Lately it seems like every other e-mail that hits my inbox is touting Social Security as the new marketing “secret-sauce” to attract the Boomer generation and their assets. Social Security Maximization – Social Security Timing – The Wrong Choices Can Cost you a Fortune – Do You want to Maximize your Social Security Income? Sound familiar? Many of these advertisements are inferring that it’s generally a mistake to start you benefits before you absolutely must. So this brings me to my question; Does it really make sense to wait until age 70 to receive a larger Social Security benefit? Let’s begin to answer that question by studying the chart below.
Clearly, the longer you wait, the greater your Social Security benefits will be. This chart illustrates, assuming Full Retirement Age of 66 and a benefit of $2,000 at Full Retirement Age, the monthly benefit will be $2,000. If benefits are claimed prior to FRA, the benefits can be reduced as much as 25%. Conversely, if benefits are delayed until age 70 the monthly benefit can be increased to as much as 132% of the normal benefits if taken at age 66 (FRA).
In this case claiming benefits at age 62 would produce a monthly benefit of only $1,500 per month compared to $2,000 per month by waiting until age 66 (FRA). If benefits are delayed until age 70, the monthly benefit will grow by 8% per year (not compounding).
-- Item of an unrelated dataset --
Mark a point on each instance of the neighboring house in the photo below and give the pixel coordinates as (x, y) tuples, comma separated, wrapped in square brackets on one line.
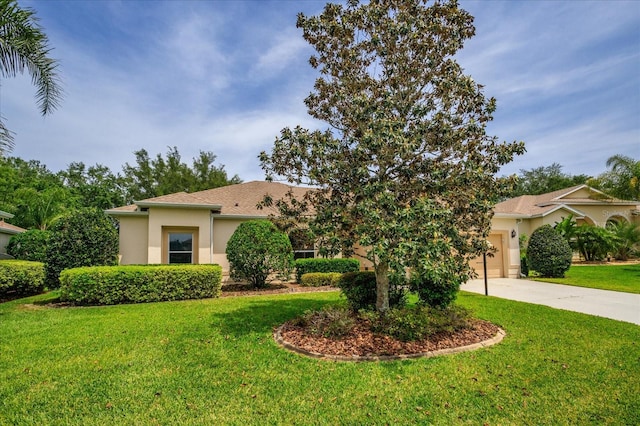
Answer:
[(7, 231), (524, 214), (195, 228)]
So in the case above waiting until age 70 will increase benefits from $2,000 to $2,640, an increase of $640 a month for the rest of your life. If you throw in a cost of living adjustment, the difference will be even greater. So getting back to the original question; Does it really make sense to wait until age 70 to receive a larger Social Security benefit? The best answer is; not always.
With the winding down of company sponsored pension plans and the dramatic increase in IRA and 401k contributions and account values, advising clients when to begin their Social Security Benefits can be tricky and could cause additional and unnecessary income taxes. Before saying wait as long as you can and you’ll get more, other retirement accounts like IRAs, 401(k)s, 403(b) plans, Sep IRAs, 457 and TSP plans should be taken into account.
It’s true that waiting until age 70 will produce the highest possible Social Security benefits but what about the potential income tax on those benefits. Your clients may be forced to pay income tax on as much as 85% or their SS Benefits or they could be taxed on as little as 0% of their Social Security Benefits. Distributions from qualified plans are counted 100% in the formula to determine if Social Security Benefits will be taxed and what percentage of the total benefit will be subject to income tax. My point is: taking Social Security timing out of the context of other retirement plans can be a tax disaster and create tremendous liability for the unskilled advisor.
The solution is not complicated. Combine Social Security Timing with IRA Distribution Planning. Keep in mind; the more the participant takes out of their qualified retirement plans, the more likely they will pay taxes on their Social Security Benefits.
A brief excerpt from my book, Top 10 IRA Mistakes, will help put the problem into perspective:
On August 14, 1935 President Roosevelt signed the Social Security Act into law.
This piece of legislation was intended to help Americans supplement their personal retirement savings, not replace it. Federal legislators recognized that American workers were not saving enough and might need government support to ensure they had the basic living necessities during their retirement years.
It was never the government’s intention to return our income tax dollars so we could retire comfortably at Uncle Sam’s expense. In fact, government leaders have struggled with this issue throughout history.
To ensure that the money would be available for its intended purpose, President Roosevelt promised that as long as he lived, Americans would pay no income tax on their Social Security benefits. In 1983, Congress broke that promise and today, if you have an income of $25,000 and are single, or a combined income of $32,000 and are married, you will pay income tax on 50% of your Social Security benefit. It gets worse: if you have income of $34,000 and are single, or an income of $44,000 and are married, you will pay income tax on 85% of your Social Security benefit.
Working Americans pay into the Social Security system with after tax dollars, and those who are receiving benefits and continue to have income over the thresholds are also paying income tax on their Social Security benefits. Uncle Sam gets to double-dip, while senior citizens struggle to make ends meet and are left without the safety net the federal legislators originally intended.
The better people do to earn income to support themselves during their retirement years, the more likely they will end up paying income tax on their Social Security benefits. This is important because distributions from a traditional IRA are taxed as ordinary income. Increases in your taxable income can increase the tax on your Social Security benefits.